I took a quick look back at the past four summers to see how the years stack up against each other, pretty sure going into this that 2013 was going to be cloudier than other years but wasn't sure to what extent it was. The information is based on the percentage of daily cloud cover as reported in the National Weather Service climate summaries -- I pulled the info on the last four summers since it was readily available for a quick data pull.
The percentage of cloud cover is defined as the percentage of clouds covering the sky. 10 percent would yield that 90 percent of the sky is clear, 60 percent would yield a mostly cloudy sky with 40 percent clear, and 90 percent would be mainly cloudy with just 10 percent clear.
2013's average through yesterday is 66 percent, which ranks higher than any of the prior four years. So far this August, we've had clouds covering 77.8 percent of the sky on average and that number will not decrease much despite today and tomorrow's nicer weather.
|Last four summer percentage of cloud cover averages. Note August average is 2010-2012 only.|
To put these numbers in perspective, the summer of 2012 averaged 62.1 percent cloud cover and the summer of 2011 averaged 55.9 percent. The summer of 2011, which had a very rainy August (Irene and thunderstorms before there) also had a relatively dry June and July that featured quite a bit of sunshine...and the hottest July on record.

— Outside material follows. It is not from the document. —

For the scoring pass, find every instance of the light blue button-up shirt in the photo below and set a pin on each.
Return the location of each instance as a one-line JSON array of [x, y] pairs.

While I'm not surprised we're cloudier than the past couple of years given the amount of rain and rainy days that have occurred around the region, the percentage is a bit higher (and overall for each of the years, a bit higher) than I thought it would be.

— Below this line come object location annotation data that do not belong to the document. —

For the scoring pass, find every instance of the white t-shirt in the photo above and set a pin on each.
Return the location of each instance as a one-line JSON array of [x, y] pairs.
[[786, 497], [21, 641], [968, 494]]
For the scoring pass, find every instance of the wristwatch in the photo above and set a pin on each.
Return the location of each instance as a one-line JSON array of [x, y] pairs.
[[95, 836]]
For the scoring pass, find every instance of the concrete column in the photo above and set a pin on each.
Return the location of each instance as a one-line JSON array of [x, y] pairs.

Some of our historical data is a bit interesting as well.
June 1988 featured just 48 percent cloud cover and clouds covered just 51 percent of the sky on average in the summer of '88. The summer of '88 was nationally a dry year nationally so I was not surprised to see the percentage of cloud cover as low as it was. It's important to note in 1988 that a large chunk of the summer rainfall occurred in July (eight inches of it, five of which occurred on two stormy days) and that most of the rest of the summer was quite dry.
One of the more intriguing anomalies was the summer of '95, which produced 4.69" of rain and is the third driest on record as well as the prior record holder for warmest summer on record before 2010 bested it. The summer of '95 averaged 57.5 percent cloud cover, more than 2011's average cloud cover.
Long story short is that our summer is cloudier than the past couple of years has been...and answering the why behind it features a mix of factors -- position of jet stream, trough and cut off lows located in the Great Lakes and surface fronts nearby, plus a warm Atlantic providing additional moisture and fuel for precipitation and clouds. These seem to be driving a cloudier bus this year...so if you feel like yelling at the clouds, I don't think many will mind given they've dominated the sky in greater percentage this year than the past few.